Notes on current performance

The current implementation isn't shy about taking about 1.77 GB of memory and taking 2 minutes to fully process the humble icwb2-data/testing/cityu_test.utf8 file.

Given the state of the implementation, hashmaps might yield both a better memory footprint and better performance.

What next

Next I would like to open a new branch in which to explore the benefit of replacing my tries with Clojure hashmaps, which are themselves implemented as 32-ary tries.

Currently, the SP1 distributions are smoothed using additive smoothing, because Good-Turing wasn't suitable due to the sparsity of the frequency frequencies and without smoothing the zero entropies break the entire algorithm.

The approach is also riddled with the same issues which befall language modelling. For computing LRV, the gap goodness, we rely on the entropy of a distribution of characters preceding/following a given n-gram.
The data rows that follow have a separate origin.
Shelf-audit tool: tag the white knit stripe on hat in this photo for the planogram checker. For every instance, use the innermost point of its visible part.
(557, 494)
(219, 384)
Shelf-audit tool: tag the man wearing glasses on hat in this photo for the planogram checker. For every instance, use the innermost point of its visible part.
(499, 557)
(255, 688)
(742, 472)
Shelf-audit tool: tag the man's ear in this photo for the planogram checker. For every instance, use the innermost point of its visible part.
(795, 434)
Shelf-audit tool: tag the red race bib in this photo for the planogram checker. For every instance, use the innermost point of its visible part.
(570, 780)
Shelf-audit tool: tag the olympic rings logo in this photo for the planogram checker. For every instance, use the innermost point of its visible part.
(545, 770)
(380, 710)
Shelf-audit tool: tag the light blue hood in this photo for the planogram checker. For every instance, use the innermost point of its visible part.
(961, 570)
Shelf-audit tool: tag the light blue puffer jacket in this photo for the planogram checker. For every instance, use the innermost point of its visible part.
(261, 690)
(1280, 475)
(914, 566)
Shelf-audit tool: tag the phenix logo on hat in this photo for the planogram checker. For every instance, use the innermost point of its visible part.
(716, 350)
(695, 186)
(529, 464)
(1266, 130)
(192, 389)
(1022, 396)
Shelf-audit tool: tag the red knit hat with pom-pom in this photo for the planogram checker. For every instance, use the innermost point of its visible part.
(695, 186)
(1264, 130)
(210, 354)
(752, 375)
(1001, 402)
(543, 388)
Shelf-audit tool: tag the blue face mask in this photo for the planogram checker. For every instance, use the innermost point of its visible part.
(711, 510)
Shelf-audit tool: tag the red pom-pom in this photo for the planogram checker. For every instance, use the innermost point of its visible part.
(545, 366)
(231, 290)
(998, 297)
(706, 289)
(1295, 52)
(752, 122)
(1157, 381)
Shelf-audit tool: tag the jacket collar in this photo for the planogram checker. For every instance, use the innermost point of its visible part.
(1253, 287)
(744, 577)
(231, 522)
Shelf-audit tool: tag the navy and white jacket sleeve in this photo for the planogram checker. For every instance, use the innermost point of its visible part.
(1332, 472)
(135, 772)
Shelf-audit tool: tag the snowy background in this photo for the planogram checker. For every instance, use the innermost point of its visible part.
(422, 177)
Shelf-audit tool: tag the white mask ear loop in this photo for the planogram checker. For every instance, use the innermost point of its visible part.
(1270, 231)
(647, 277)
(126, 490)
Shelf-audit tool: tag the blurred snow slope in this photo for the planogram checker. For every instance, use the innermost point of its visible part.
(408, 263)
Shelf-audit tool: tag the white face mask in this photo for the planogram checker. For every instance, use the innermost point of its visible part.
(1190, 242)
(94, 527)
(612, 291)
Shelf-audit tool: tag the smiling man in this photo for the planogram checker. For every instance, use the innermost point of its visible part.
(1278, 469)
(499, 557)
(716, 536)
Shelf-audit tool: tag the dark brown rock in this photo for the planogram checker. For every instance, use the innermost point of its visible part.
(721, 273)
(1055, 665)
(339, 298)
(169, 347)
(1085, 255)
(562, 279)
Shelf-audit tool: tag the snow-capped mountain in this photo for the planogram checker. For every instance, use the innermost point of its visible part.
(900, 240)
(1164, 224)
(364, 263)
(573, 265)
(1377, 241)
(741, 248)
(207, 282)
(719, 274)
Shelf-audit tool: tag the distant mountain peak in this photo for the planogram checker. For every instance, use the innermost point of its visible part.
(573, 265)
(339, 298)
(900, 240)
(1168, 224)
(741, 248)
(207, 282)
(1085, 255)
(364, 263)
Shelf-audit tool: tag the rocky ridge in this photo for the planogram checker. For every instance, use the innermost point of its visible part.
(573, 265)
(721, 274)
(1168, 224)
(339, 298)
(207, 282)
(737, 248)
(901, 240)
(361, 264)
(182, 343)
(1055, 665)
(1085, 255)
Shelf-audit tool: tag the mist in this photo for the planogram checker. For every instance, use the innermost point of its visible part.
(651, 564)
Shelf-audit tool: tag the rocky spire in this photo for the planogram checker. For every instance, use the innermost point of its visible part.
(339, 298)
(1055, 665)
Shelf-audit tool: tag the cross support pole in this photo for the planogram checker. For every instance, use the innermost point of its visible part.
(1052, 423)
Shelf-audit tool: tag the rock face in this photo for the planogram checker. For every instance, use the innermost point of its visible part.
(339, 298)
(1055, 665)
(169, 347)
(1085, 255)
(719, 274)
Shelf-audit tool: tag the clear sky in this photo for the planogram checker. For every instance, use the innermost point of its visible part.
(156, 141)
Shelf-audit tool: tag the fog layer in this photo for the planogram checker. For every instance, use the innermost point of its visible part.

The original approach doesn't discern between the reliability of the smaller n-grams and the detail of the larger n-grams and ends up using the most detailed, least reliable ones all the time. Instead of just using additive smoothing on the SP1 distributions, it could be more sensible to interpolate the SP1 distributions for smaller n-grams.


Copyright (C) 2011 Jiri Marsik

Distributed under the Eclipse Public License, the same as Clojure.